What is the wait time on a new hull? A year?


----------



## BadBob (Dec 16, 2010)

im slow
what exactly does this mean?


----------



## Copano/Aransas (Dec 18, 2011)

BadBob said:


> im slow
> what exactly does this mean?


It means he has all the certification necessary to start making EC Custom Boats.

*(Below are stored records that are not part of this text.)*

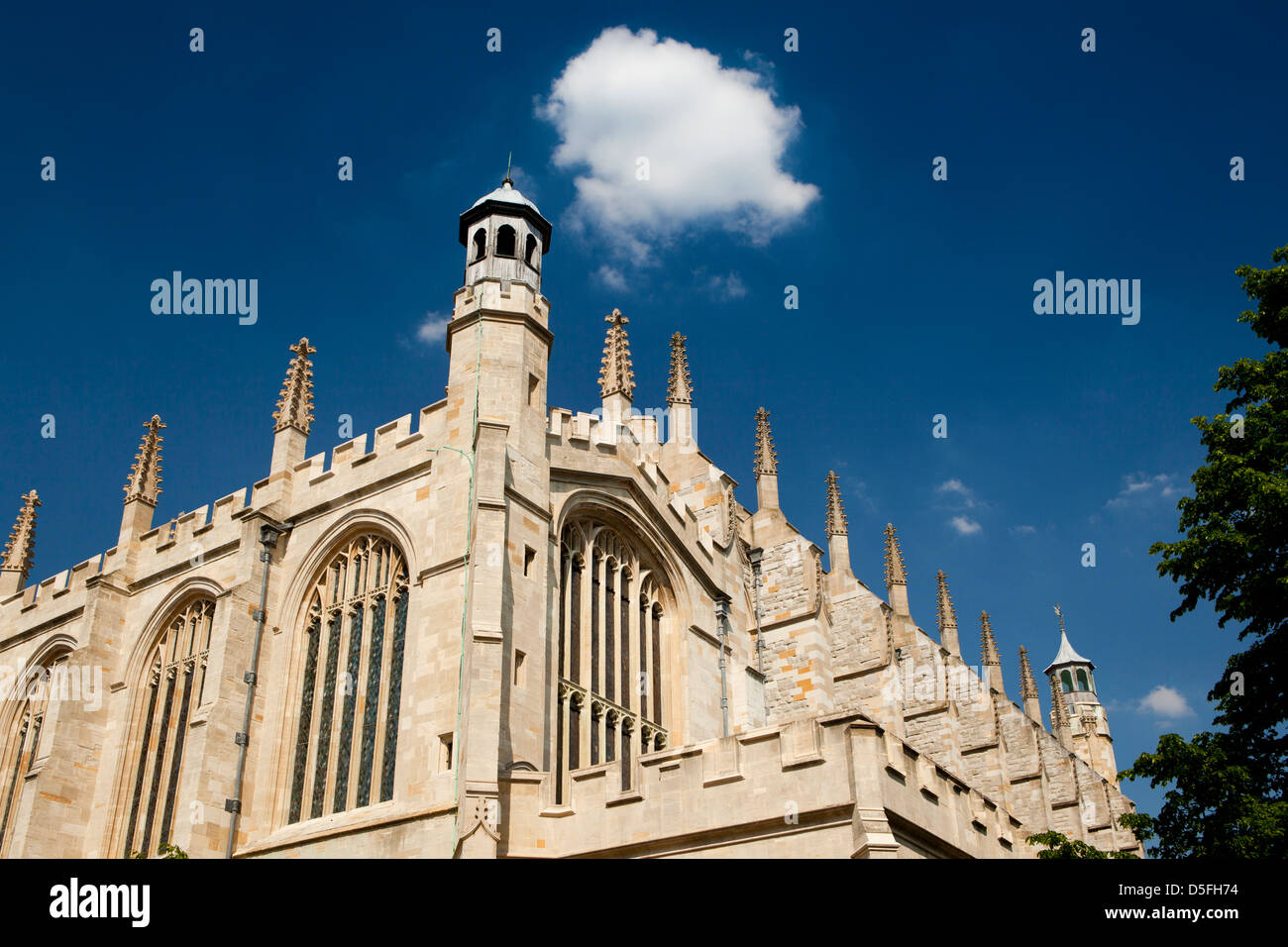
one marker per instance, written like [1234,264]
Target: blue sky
[915,296]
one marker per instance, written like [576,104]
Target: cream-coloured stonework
[802,712]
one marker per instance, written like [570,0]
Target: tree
[1060,845]
[163,851]
[1229,787]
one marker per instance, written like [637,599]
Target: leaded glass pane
[333,660]
[395,659]
[351,702]
[301,737]
[372,709]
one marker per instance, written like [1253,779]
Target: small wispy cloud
[722,287]
[1166,702]
[1140,488]
[433,328]
[664,138]
[957,491]
[610,277]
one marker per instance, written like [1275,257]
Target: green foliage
[1059,845]
[163,851]
[1216,806]
[1228,796]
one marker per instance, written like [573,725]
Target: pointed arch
[351,629]
[26,731]
[167,676]
[617,630]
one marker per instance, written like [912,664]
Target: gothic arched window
[505,241]
[609,652]
[174,682]
[356,635]
[22,749]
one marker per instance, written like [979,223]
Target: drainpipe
[754,556]
[722,621]
[268,539]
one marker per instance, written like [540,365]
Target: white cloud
[433,329]
[610,277]
[961,489]
[1138,488]
[713,140]
[1166,702]
[725,287]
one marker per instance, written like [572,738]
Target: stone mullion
[632,641]
[310,757]
[386,659]
[338,707]
[647,634]
[360,703]
[562,699]
[566,566]
[600,599]
[610,591]
[584,607]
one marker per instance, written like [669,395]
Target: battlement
[848,783]
[494,294]
[194,535]
[587,442]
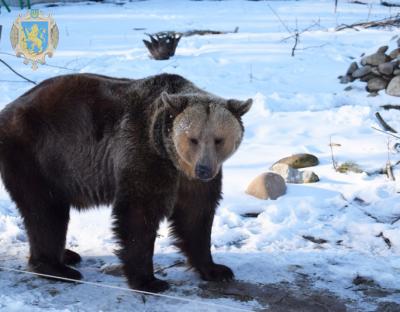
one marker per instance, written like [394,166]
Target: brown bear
[153,148]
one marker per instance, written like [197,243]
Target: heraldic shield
[34,36]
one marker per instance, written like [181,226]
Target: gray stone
[393,87]
[375,71]
[376,84]
[292,175]
[362,71]
[375,59]
[301,160]
[386,68]
[352,68]
[268,185]
[345,79]
[394,53]
[368,77]
[382,49]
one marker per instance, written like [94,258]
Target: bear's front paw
[216,273]
[154,285]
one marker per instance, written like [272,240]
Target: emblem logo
[34,36]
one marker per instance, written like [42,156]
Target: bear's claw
[71,257]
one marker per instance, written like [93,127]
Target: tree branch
[384,124]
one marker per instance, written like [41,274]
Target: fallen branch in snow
[395,220]
[315,240]
[331,145]
[296,40]
[389,4]
[358,2]
[207,32]
[386,132]
[382,170]
[15,72]
[389,21]
[390,106]
[176,263]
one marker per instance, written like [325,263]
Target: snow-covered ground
[299,105]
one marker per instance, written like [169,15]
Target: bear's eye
[194,141]
[218,141]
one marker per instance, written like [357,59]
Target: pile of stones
[271,185]
[379,70]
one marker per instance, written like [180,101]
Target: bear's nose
[203,172]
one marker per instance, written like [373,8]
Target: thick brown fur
[86,140]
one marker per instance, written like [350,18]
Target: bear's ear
[239,108]
[175,102]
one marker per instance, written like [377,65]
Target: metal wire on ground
[142,292]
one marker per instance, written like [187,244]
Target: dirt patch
[274,297]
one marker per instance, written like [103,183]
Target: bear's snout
[203,172]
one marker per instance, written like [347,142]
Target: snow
[299,106]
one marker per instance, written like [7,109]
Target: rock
[375,71]
[376,84]
[374,59]
[368,77]
[393,87]
[268,185]
[298,161]
[394,54]
[382,49]
[352,68]
[362,71]
[292,175]
[346,79]
[386,68]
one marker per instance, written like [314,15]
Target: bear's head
[204,132]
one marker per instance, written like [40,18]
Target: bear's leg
[191,225]
[136,224]
[45,212]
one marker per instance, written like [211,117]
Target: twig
[358,2]
[389,21]
[395,220]
[389,133]
[296,40]
[176,263]
[388,4]
[384,124]
[6,6]
[389,170]
[19,75]
[389,167]
[390,106]
[331,145]
[279,18]
[208,32]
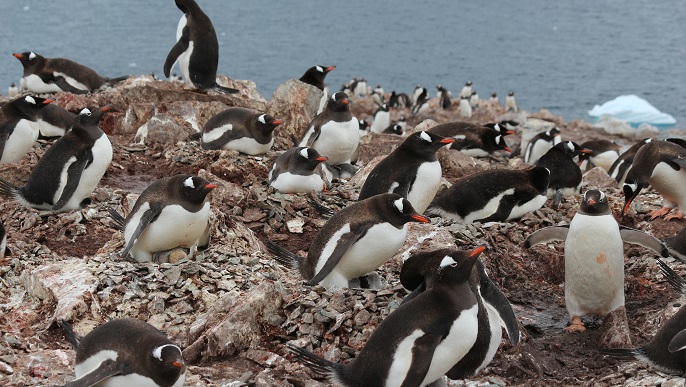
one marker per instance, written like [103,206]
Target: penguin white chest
[425,185]
[23,137]
[594,265]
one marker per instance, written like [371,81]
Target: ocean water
[562,56]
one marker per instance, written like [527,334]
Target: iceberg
[634,110]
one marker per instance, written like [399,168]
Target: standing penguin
[540,144]
[421,340]
[565,174]
[510,103]
[125,352]
[666,351]
[241,129]
[412,171]
[594,258]
[495,195]
[298,170]
[382,119]
[196,50]
[662,164]
[19,130]
[495,311]
[171,212]
[621,166]
[335,132]
[354,242]
[53,75]
[69,170]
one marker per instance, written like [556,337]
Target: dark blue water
[562,56]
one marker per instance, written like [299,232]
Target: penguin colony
[450,323]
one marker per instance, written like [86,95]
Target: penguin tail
[315,363]
[117,218]
[283,256]
[73,337]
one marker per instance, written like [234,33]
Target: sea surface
[564,56]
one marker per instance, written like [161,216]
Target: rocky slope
[233,308]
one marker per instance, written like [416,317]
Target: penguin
[421,340]
[354,242]
[540,144]
[496,195]
[565,174]
[335,132]
[412,171]
[445,97]
[54,75]
[510,103]
[69,170]
[594,257]
[382,119]
[196,50]
[666,351]
[241,129]
[19,129]
[171,212]
[466,90]
[494,312]
[603,153]
[125,352]
[54,121]
[12,91]
[298,170]
[472,139]
[662,164]
[465,108]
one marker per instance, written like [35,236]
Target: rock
[68,283]
[296,103]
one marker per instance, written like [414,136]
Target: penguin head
[194,188]
[339,102]
[594,203]
[167,363]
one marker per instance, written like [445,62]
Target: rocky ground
[233,309]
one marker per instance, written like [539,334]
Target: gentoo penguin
[298,170]
[12,91]
[241,129]
[412,171]
[465,108]
[421,340]
[196,50]
[565,174]
[69,170]
[54,121]
[335,132]
[354,242]
[666,351]
[171,212]
[19,130]
[662,164]
[466,90]
[510,103]
[444,96]
[422,104]
[382,119]
[125,352]
[495,195]
[603,153]
[594,257]
[540,144]
[494,312]
[53,75]
[472,139]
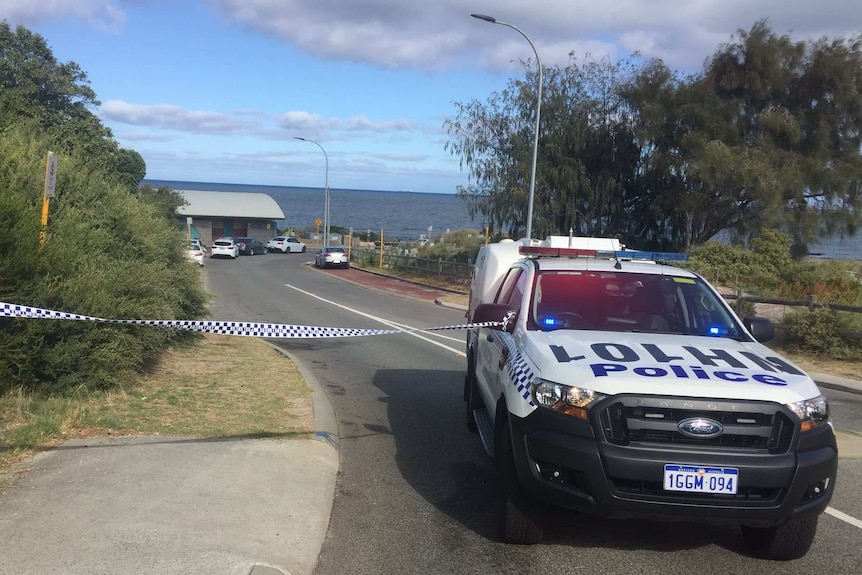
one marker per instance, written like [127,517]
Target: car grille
[748,426]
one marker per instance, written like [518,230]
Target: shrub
[107,253]
[821,332]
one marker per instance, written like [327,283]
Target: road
[415,493]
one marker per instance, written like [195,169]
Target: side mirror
[760,327]
[494,312]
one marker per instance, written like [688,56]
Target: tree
[34,85]
[108,252]
[131,167]
[766,135]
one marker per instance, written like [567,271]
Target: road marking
[386,322]
[833,512]
[844,517]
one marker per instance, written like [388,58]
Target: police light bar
[652,256]
[544,251]
[556,252]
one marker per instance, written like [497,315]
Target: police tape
[241,328]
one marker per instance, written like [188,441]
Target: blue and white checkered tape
[241,328]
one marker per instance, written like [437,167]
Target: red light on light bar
[556,252]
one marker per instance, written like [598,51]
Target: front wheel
[518,513]
[783,542]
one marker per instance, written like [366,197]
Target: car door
[490,344]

Sent from my iPhone using Tapatalk


----------



## okmajek (May 29, 2012)

Good deal , I'm ready to see you back at it..


----------



## dbarham (Aug 13, 2005)

Cant wait to see whats next!


----------



## Right_Hook (Sep 12, 2015)

dbarham said:


> Cant wait to see whats next!


Are you buying one?


----------



## dbarham (Aug 13, 2005)

Right_Hook said:


> Are you buying one?


I wish


----------



## fido98 (Oct 18, 2011)

Congrats....This board's been missing your new boat threads!


----------



## Right_Hook (Sep 12, 2015)

I am going to see what he puts together, then go from there. Time for a new boat.


----------



## flipflop (Jul 31, 2016)

dbarham said:


> I wish


Need to mark up that price on those side of beans.


----------



## cc (Aug 11, 2005)

Congratulations!!!!!! Can't wait to see your art again !!


----------



## boltmaster (Aug 16, 2011)

this should be interesting to watch develope


----------



## DIHLON (Nov 15, 2009)

No sneak peeks?


----------



## fishinguy (Aug 5, 2004)

This is exciting, I always liked your build threads and test run videos.


----------



## BATWING (May 9, 2008)

Sweet! Cant wait to see whats next.


----------



## FOWLHOOK (Jul 8, 2009)

My boss said I had to wait 2 years for a new ride so I will be watching. I still wanted that wide body you quoted me.


----------



## extremebowfishing (Jun 27, 2016)

Nice, sure they will be the top of the food chain


Sent from my iPhone using Tapatalk


----------



## Castaway2 (Aug 8, 2013)

so does Shallow sport still own the old molds ?


----------



## ReelWork (May 21, 2004)

Another chapter begins!


----------



## jorgepease (Apr 14, 2011)

A boat builder that loves his trade


----------



## Long Pole (Jun 5, 2008)

Castaway2 said:


> so does Shallow sport still own the old molds ?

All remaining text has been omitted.